La Actualización de 1994 del Plan de Manejo de Aves Acuáticas de Norteamérica, titulada "Ampli ando el Compromiso", representa la primera revisión del Plan de 1986, extendiendo su visión hasta 2001 y más allá, e incorporando a México como socio pleno junto a Canadá y Estados Unidos. Este acuerdo trinacional reafirma el propósito central del Plan: restaurar las poblaciones de aves acuáticas a través del manejo de los ecosistemas de humedales, conservar la diversidad biológica en el hemisferio occidental, integrar la conservación de la vida silvestre con el desarrollo económico sostenible y fomentar alianzas público-privadas. Al abordar las continuas pérdidas de hábitat y el declive poblacional, la Actualización enfatiza enfoques basados en ecosistemas que benefician no solo a las aves acuáticas sino también a la salud ambiental en general, la calidad del agua y las comunidades humanas que dependen de estos recursos.
Desde el inicio del Plan, los socios habían invertido más de 500 millones de dólares, asegurando más de 2 millones de acres de hábitat mediante protección, restauración y mejora, a través de 12 emprendimientos conjuntos de hábitat y 2 emprendimientos conjuntos de especies. Los objetivos poblacionales se centraron en devolver los patos, gansos y cisnes a niveles de la década de 1970, con metas específicas como 62 millones de patos reproductores que respalden un vuelo otoñal de 100 millones, junto a tendencias estables o en aumento para la mayoría de las especies, salvo el ánade friso y ciertas poblaciones de gansos. Los objetivos de hábitat se expandieron para proteger más de 11 millones de acres, restaurar más de 5 millones y mejorar más de 9 millones en áreas clave de Norteamérica, priorizando las zonas de reproducción de la pradera del centro del continente e integrando la conservación de tierras privadas con reformas de políticas en agricultura y comercio.

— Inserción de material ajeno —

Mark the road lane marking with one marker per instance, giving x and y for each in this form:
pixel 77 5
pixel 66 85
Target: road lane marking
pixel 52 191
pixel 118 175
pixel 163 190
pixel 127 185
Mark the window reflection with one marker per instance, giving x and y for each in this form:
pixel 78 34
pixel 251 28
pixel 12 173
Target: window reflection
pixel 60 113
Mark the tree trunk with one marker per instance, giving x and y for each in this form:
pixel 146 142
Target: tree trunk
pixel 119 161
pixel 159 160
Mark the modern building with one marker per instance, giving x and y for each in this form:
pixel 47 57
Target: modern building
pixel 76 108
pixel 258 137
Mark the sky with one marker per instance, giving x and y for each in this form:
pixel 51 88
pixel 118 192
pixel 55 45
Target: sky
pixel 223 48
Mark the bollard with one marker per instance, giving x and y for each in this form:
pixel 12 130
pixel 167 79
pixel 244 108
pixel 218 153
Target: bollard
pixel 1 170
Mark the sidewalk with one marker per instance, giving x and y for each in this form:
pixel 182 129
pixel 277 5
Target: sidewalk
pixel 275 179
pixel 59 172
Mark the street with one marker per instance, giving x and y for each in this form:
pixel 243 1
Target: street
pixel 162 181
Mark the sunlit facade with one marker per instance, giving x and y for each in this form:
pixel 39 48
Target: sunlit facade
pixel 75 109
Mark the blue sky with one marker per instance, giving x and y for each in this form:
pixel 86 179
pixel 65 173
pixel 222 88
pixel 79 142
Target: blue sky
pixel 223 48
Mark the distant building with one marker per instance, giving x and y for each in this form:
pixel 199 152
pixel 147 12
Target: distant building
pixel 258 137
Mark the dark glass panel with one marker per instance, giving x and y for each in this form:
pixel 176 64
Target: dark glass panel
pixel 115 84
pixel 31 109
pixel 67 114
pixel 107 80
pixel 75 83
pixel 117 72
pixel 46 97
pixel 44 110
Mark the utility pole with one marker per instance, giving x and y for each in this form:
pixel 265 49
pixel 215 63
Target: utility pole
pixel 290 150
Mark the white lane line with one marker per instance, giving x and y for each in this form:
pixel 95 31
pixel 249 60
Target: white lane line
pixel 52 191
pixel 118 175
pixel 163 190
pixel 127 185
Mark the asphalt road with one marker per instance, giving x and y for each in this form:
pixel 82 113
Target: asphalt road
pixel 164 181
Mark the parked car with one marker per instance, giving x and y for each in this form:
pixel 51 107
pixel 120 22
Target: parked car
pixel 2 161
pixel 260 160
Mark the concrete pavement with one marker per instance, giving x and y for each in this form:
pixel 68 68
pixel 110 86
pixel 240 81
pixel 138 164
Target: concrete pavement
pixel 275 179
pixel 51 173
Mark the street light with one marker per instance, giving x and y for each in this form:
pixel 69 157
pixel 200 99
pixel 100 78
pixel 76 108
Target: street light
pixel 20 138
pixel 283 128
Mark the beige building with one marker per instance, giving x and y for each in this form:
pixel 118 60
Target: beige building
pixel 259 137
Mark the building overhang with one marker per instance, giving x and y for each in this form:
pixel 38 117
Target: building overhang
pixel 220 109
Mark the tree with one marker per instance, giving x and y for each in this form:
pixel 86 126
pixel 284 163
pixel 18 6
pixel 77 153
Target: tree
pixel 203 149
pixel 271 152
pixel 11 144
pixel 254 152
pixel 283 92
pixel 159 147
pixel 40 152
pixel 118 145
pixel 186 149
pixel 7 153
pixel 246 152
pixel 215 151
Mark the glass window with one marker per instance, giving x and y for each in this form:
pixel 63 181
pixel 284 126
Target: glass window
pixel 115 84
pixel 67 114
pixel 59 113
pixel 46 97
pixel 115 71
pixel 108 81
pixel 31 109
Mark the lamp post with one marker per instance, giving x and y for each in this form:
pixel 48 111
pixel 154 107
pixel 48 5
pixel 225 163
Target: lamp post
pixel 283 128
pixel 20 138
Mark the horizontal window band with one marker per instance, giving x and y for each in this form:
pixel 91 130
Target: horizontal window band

La Actualización introdujo 22 recomendaciones —7 para poblaciones, 13 para hábitats y 2 para políticas— para guiar la implementación, evaluación y adaptación, incluyendo un mejor monitoreo, investigación científica y ajustes a los emprendimientos conjuntos. Subraya el papel del Plan en el desarrollo sostenible, destacando beneficios complementarios como los aportes económicos derivados de la recreación (miles de millones anuales) y el apoyo a más de 700 otras especies. En última instancia, este documento transforma el Plan en un marco dinámico y a largo plazo para la colaboración continental, proyectando la finalización de los objetivos al menos para 2010, asegurando al mismo tiempo el mantenimiento de los hábitats frente a los persistentes desafíos ambientales.